The team used early-stage cardiomyocytes, derived from the human stem cells obtained from blood samples that are spontaneously beating but still have a lot of developmental plasticity. They encapsulated these cardiomyocytes and the supporting cells in a fibrin gelling solution needed to form an initial tissue construct around two elastic pillars. They cultured the tissues in a multi-chamber platform—an organ on a chip device that contains numerous biological replicates of their small-size human heart muscle (measuring about 6 mm in length). In this platform, the researchers applied electrical pacing to force the bioengineered heart muscle to twitch and work against the load (by pulling the elastic pillars), which is exactly what happens in healthy heart muscle in the body.

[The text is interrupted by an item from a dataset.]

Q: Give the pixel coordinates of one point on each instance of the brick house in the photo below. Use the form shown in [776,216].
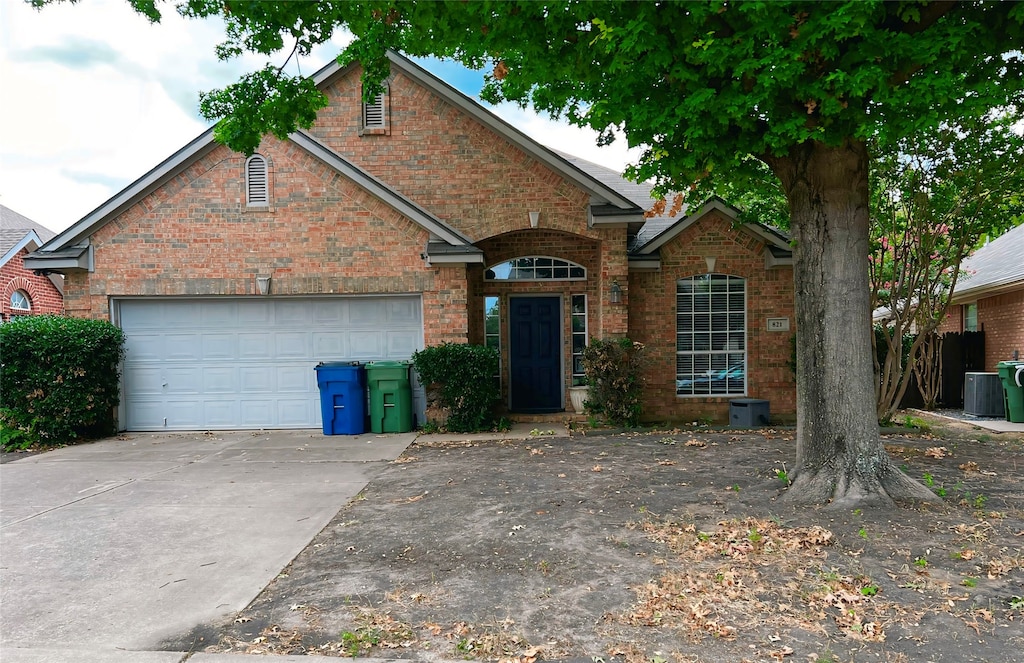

In addition to the environmental control and the application of molecular and physical regulatory factors, the platform also enabled optical measurements of numerous functional properties. The team developed the methods and software to measure the frequency, amplitude, force of contractions, and calcium signal propagation, among other important tissue properties and responses to drugs.
“The common approach in our field has been that the more mature the starting cardiomyocytes, the better,” says the study’s lead author Kacey Ronaldson-Bouchard, then a graduate student and now a postdoctoral scientist in Vunjak-Novakovic’s Laboratory for Stem Cells and Tissue Engineering. “However, we found that very early-stage cells, which still have developmental plasticity, would respond better to the external signals we deliver to drive maturation.”
The other major advance in this study is that, instead of the gentle mechanical stretch that is present in a developing fetal heart, the researchers applied a special regime of electromechanical conditioning, by increasing the frequency of electrically induced contractions little by little every day. This regime forced the cultured muscle to work?each day harder than the last. The goal was to see if the bioengineered heart would respond like a native heart by gradually accommodating the increased load and making the fetal to postnatal transition.
The technique worked. The researchers saw comprehensive changes at all levels, leading to rapid and unprecedented maturation of the tissue structure, metabolism, and function. Over just four weeks of culture, the tissues displayed adult-like gene expression profiles, remarkably organized ultrastructure, and a number of functional features seen in the mature human heart muscle. These included the physiologic length of the sarcomere (contractile machinery of the cell); the physiologic density of mitochondria (energy factory of the cell); the presence of transverse tubules (critical, previously undocumented features of the cell membrane that help the cell respond quickly to changes in calcium and transmit signals); and the switch to oxidative metabolism and functional calcium handling.
Vunjak-Novakovic’s team has shown, both in this study and other recent work, that they can use the matured human heart muscle to recapitulate the phenotype of some heart conditions, such as the pathological hypertrophy of the heart or the reduced contractility associated with calcium channel mutations. They are extending these studies into broader aspects of disease modeling to get a better understanding of the mechanistic basis of cardiac disease and cardiotoxicity induced by drugs used to treat other organ systems. Their work could facilitate discovery of new therapeutic targets and lead to new cardioprotective or curative treatment modalities. This ongoing research is part of the “organs on a chip” project funded by the National Institutes of Health, which uses multi-tissue platforms that include the adult heart muscle referenced in this paper as well as bone, liver, vasculature, skin, and solid tumors.